Training your own DeepD3 model

Use deepd3-training to start the GUI for generating training sets.

For each of your training set, please provide

Create training data

Click on the button “Create training data”. For each of your stacks, import the stack, the spine annotation and the dendrite annotation file. If you dendrite annotation is a SWC file, it will create a 3D reconstruction of the SWC file, which will be stored for later use. If you reload the SWC, it will ask you if you want to keep the 3D reconstruction.

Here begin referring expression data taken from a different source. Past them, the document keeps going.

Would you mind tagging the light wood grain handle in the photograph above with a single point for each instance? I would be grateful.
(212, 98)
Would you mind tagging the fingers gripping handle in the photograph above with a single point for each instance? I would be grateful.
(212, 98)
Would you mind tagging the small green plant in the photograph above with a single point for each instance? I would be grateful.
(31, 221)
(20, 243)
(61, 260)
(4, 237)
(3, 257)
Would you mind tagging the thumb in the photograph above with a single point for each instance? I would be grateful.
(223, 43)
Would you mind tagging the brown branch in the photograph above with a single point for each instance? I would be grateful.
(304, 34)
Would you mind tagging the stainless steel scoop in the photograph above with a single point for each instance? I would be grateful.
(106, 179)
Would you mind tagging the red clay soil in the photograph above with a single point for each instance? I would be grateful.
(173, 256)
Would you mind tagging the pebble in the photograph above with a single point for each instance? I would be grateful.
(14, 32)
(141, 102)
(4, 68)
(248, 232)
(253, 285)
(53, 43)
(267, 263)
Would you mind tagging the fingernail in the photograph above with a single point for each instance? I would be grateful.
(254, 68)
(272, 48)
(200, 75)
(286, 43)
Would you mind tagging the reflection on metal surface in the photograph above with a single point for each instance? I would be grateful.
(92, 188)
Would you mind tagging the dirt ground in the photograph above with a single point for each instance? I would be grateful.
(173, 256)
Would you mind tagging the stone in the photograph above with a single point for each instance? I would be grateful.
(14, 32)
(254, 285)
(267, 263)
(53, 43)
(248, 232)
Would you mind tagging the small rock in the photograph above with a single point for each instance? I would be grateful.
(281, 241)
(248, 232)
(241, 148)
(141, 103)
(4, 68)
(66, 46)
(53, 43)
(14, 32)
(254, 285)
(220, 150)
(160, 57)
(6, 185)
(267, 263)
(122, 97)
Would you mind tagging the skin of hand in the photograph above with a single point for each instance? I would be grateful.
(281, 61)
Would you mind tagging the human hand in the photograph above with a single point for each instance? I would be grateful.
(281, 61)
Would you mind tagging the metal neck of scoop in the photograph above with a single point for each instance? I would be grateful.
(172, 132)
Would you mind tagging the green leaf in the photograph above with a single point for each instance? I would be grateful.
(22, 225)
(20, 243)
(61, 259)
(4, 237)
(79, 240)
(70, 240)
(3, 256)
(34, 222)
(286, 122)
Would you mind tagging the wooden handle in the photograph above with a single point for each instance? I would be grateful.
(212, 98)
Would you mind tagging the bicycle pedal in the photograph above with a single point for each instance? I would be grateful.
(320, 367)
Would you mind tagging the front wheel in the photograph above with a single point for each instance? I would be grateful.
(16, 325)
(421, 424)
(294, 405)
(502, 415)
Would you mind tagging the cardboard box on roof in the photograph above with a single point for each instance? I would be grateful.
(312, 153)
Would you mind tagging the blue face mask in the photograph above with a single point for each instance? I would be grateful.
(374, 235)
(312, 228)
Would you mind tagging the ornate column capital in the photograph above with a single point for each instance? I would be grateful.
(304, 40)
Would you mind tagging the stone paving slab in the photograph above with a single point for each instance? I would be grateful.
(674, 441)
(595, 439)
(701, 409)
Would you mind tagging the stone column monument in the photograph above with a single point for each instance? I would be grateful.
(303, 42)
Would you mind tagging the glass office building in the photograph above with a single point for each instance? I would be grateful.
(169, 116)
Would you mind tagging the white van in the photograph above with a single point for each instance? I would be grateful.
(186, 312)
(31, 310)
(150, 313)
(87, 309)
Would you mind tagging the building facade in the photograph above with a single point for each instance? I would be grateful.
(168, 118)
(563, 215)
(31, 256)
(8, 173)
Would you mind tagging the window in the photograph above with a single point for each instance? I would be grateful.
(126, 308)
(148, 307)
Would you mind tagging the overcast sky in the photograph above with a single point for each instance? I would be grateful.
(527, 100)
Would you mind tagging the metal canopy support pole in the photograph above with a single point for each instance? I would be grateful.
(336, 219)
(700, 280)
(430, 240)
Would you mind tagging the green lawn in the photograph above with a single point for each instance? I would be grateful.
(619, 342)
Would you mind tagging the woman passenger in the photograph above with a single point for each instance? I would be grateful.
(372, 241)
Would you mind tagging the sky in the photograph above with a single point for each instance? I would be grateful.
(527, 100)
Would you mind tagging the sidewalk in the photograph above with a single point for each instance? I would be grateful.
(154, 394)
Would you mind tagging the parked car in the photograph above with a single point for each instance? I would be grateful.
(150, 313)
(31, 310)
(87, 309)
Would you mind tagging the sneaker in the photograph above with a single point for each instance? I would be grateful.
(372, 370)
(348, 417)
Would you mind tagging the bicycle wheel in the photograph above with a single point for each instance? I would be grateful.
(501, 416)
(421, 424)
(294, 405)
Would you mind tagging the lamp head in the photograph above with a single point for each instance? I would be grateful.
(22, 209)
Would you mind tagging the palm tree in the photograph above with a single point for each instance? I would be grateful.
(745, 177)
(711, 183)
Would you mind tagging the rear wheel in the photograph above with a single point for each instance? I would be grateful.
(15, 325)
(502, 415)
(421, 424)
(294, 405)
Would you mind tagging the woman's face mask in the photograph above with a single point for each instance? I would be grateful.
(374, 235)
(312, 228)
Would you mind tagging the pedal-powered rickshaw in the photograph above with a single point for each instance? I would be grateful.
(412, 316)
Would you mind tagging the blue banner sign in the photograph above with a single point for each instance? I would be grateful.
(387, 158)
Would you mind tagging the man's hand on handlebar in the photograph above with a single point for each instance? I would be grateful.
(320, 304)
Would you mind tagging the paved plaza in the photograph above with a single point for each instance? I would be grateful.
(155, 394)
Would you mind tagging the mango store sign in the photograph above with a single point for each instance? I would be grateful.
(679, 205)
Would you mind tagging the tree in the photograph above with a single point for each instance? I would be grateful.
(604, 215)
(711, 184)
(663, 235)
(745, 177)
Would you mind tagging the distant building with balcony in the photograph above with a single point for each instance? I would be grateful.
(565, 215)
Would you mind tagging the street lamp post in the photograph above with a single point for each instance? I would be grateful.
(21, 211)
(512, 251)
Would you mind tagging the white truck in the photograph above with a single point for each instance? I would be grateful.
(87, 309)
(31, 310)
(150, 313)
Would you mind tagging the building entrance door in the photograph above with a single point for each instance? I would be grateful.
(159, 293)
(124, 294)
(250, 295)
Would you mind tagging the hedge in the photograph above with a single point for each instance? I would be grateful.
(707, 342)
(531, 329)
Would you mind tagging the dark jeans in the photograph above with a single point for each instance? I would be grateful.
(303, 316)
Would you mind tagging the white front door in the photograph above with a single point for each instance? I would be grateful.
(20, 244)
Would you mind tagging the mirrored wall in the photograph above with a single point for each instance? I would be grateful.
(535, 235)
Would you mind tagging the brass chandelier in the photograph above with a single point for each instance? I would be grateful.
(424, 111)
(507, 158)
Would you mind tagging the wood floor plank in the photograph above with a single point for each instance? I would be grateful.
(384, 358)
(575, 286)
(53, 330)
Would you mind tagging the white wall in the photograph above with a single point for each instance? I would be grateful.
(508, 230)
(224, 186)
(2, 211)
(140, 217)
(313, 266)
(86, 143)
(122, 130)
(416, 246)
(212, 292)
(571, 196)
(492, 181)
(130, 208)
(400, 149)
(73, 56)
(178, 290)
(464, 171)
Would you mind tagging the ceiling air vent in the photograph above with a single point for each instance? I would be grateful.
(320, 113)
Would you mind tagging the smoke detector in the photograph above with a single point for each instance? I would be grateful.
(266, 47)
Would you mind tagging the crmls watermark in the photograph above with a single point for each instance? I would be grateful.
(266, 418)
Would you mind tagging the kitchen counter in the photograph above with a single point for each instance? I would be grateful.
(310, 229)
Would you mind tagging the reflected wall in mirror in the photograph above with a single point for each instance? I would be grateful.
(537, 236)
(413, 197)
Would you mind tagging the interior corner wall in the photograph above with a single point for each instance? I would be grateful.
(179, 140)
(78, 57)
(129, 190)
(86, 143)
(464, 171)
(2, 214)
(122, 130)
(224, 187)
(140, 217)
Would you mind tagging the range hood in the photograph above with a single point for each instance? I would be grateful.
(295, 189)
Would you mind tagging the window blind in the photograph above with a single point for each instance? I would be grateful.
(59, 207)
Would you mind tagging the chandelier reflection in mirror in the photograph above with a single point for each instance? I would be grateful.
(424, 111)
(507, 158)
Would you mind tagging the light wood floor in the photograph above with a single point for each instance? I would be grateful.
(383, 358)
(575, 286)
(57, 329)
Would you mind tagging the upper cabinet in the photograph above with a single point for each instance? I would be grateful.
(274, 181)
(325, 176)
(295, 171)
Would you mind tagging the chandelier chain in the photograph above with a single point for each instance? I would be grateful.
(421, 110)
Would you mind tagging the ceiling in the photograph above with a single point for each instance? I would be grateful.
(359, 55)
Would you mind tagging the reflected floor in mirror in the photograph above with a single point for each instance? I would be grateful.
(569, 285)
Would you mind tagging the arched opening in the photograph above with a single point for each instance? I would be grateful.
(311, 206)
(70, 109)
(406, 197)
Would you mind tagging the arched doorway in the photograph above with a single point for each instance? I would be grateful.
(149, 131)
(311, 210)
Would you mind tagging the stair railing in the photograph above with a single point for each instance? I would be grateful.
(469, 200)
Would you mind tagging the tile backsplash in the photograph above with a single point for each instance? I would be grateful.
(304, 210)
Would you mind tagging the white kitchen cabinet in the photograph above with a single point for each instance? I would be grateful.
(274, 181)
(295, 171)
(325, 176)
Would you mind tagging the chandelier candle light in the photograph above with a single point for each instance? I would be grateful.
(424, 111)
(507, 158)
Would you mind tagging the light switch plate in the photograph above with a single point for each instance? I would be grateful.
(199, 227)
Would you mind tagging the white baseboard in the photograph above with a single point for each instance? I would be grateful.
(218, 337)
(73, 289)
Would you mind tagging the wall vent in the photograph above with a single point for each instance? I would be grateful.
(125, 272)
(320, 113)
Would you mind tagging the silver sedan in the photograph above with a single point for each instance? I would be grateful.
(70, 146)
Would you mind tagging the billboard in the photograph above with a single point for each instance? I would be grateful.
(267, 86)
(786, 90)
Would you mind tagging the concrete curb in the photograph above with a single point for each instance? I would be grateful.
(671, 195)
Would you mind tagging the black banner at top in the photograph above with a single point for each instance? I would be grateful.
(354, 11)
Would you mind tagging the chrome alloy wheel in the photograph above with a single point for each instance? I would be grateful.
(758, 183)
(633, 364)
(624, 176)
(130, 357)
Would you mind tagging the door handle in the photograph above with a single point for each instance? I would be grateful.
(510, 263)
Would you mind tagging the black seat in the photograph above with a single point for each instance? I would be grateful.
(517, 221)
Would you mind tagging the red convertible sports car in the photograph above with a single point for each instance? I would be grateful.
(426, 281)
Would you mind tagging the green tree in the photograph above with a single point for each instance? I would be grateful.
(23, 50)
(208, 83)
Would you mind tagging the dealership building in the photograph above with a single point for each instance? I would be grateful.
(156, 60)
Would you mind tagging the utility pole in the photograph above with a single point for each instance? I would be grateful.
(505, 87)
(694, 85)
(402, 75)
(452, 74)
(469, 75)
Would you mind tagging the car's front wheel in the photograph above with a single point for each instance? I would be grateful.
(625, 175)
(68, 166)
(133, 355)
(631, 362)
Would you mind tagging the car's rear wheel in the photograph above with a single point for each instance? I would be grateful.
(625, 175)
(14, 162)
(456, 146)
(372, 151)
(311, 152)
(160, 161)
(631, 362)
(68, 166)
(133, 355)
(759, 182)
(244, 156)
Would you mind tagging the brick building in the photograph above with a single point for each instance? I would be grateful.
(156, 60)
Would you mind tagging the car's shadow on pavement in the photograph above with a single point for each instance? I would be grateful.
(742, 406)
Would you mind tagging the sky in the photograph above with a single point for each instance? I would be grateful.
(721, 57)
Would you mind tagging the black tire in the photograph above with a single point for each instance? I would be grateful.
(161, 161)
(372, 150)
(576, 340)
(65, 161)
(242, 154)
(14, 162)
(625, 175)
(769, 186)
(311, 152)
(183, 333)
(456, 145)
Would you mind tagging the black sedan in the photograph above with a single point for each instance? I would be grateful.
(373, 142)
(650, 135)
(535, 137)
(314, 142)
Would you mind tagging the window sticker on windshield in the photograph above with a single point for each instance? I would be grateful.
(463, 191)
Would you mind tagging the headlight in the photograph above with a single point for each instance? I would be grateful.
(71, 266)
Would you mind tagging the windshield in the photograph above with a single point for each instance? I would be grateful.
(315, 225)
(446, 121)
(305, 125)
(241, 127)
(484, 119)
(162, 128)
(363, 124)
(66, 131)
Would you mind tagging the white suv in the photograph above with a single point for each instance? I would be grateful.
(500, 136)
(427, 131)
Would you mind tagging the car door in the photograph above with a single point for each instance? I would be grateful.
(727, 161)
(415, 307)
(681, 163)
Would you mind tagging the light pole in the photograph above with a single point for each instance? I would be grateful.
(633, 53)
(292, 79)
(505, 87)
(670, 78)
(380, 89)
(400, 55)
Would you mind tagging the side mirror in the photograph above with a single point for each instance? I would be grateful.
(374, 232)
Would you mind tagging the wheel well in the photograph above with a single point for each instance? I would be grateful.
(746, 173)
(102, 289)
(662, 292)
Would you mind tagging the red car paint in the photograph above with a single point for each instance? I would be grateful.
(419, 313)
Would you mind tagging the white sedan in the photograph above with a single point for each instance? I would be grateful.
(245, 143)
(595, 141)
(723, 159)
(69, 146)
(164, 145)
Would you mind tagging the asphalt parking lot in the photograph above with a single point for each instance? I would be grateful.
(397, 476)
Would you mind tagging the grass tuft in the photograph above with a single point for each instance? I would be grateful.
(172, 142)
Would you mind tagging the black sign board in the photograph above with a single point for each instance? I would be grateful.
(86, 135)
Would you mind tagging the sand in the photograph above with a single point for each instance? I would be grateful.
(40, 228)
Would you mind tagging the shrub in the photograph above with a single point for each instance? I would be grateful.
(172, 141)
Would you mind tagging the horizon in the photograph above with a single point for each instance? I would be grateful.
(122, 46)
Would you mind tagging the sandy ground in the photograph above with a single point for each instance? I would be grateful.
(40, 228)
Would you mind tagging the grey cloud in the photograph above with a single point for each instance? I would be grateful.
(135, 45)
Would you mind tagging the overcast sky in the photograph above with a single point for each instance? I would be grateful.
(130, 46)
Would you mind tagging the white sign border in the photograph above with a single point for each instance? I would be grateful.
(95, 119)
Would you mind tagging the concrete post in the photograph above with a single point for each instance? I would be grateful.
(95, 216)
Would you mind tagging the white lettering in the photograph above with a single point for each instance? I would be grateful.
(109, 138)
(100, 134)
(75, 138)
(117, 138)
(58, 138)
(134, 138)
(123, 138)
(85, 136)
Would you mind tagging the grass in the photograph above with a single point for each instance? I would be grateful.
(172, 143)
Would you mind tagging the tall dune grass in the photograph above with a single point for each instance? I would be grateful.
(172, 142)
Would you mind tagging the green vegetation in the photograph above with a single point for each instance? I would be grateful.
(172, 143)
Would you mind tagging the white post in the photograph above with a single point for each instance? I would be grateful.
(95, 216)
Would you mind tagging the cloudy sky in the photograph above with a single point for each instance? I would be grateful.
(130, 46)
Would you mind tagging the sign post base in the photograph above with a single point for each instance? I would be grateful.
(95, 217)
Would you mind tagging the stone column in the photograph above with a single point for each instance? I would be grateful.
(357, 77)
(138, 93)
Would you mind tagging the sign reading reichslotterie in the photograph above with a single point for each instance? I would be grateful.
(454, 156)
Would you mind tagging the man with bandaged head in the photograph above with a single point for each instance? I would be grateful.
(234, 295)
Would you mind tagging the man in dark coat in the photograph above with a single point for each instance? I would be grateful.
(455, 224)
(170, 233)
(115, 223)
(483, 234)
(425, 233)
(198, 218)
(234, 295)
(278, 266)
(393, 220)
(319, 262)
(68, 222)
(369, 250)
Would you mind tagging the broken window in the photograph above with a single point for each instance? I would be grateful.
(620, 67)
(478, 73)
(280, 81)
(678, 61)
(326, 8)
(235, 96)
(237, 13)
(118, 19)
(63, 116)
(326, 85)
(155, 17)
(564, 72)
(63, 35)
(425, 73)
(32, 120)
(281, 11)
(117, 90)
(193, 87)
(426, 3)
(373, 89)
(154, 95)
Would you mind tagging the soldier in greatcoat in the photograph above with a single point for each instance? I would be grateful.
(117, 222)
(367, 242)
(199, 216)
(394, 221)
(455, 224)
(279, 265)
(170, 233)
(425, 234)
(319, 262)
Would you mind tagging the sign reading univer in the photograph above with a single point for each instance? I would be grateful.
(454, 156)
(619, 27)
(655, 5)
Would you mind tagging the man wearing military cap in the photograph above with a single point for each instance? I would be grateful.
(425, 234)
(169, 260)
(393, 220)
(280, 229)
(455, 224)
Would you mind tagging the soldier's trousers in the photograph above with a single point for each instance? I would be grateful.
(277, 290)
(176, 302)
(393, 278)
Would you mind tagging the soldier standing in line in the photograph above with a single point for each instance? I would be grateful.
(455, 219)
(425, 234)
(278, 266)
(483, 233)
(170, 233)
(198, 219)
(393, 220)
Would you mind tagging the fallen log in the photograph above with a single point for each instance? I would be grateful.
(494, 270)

After importing all files, enter the metadata (resolution in x, y and z) and determine the region of interest using the bounding box and the sliders. Shortcuts are B for current plane is z begin and E for z end. You may enable or disable the cropping to the bounding box. If you are happy, save this region as d3data-file.

View training data

Click on the button “View training data” to re-visit any d3data files. You also are able to see and potentially manipulate the metadata associated the d3data file.

Arrange training data

For training, you need to create a d3set. This is an assembly of d3data files. Click on the button “Arrange training data”. Then, simply load all relevant data using the “Add data to set” button and select appropriate d3data files. Clicking on “Create dataset” allows you to save your assembly as d3set file.

Actual training

We have prepared a Jupyter notebook in the folder examples. Follow the instructions to train your own deep neural network for DeepD3 use. For professionals, you also may utilize directly the files in model and training to allow highly individualized training. You only should ensure that your model allows arbitrary input and outputs two separate channels (dendrites and spines).